I have no interest in Flew's past, so I skipped to start at Chapter 4 where he laid the cards on the table. He saw three important scientific spotlights that point to God:
The first is the fact that nature obeys laws. The second is the dimension of life, of intelligently organized and purpose-driven beings, which arose from matter. The third is the very existence of nature.
I don't claim myself to be a philosopher, but I do understand that philosopher thinks deep and looks at things from multiple view points to try to draw a reasoned conclusion. However, with the cards laid as such, I saw an immediate problem.
Let me just deal with the first "card" in this post.
Laws, in this case, refers to the physical laws, e.g. theory of relativity, energy and mass conservation and so on. We must understand that these "laws" represent our human collective understanding of the Universe around us. Nobody writes the laws and then get nature to "fit into the laws". Human observes, from the chaos around us, we apply reasoning and logic, to explain repetitive occurrences of events. There are events which cannot be verifiably repeated and such events do not fall into the science realm.

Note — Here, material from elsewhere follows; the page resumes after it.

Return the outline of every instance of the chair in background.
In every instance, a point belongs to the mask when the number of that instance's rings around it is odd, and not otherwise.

As such, no wonder nature obeys laws BECAUSE the laws are the ways we describe the nature.
In Chapter 5, Flew continued his flawed argument asking the question who wrote the laws.

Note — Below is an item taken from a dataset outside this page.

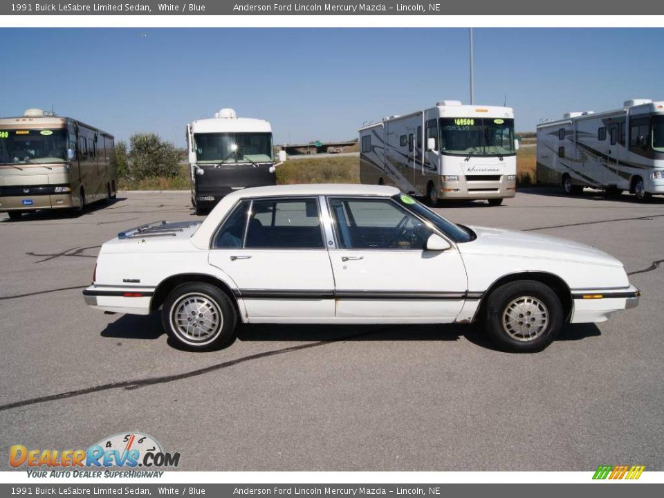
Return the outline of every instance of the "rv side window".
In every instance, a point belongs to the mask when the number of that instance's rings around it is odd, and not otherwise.
[[[365,136],[362,138],[362,152],[371,151],[371,135],[365,135]]]
[[[643,153],[650,145],[650,118],[640,118],[629,122],[629,149]]]
[[[438,121],[434,119],[427,121],[427,141],[430,138],[436,140],[434,150],[438,150]]]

Yes, many physical laws are beautifully symmetric when expressed in the mathematical equations, sometime is also simple beyond belief. However, mathematical formulae are shorthands. For the uninitiated, each of the symbols in the formulae can take books just to explain. For the physicists and mathematicians, the symmetry expresses the "regularity" or the consistencies of repetitive events. The simplicity on the other hand reflects the deep levels of abstraction the mathematics as a tool has. Combined, that represents the expressiveness of the tools we human used to describe the regularity of the Universe.
Taking the hint from Flew, a more philosophically worthwhile question may be "why nature exhibits consistency and hence we can observe and create laws to explain/predict similar events". But asking the "why" question is dumb, as explained by Richard Dawkins. Purpose, as the question behind the why questions, is a human mind construct. We constantly need to simplify all the chaotic happenings around us and our minds organise them into causal relationships, evolutionarily that help us prepare to respond to potentially deadly events.
I'll respond to the next two "cards" after I read the corresponding chapters.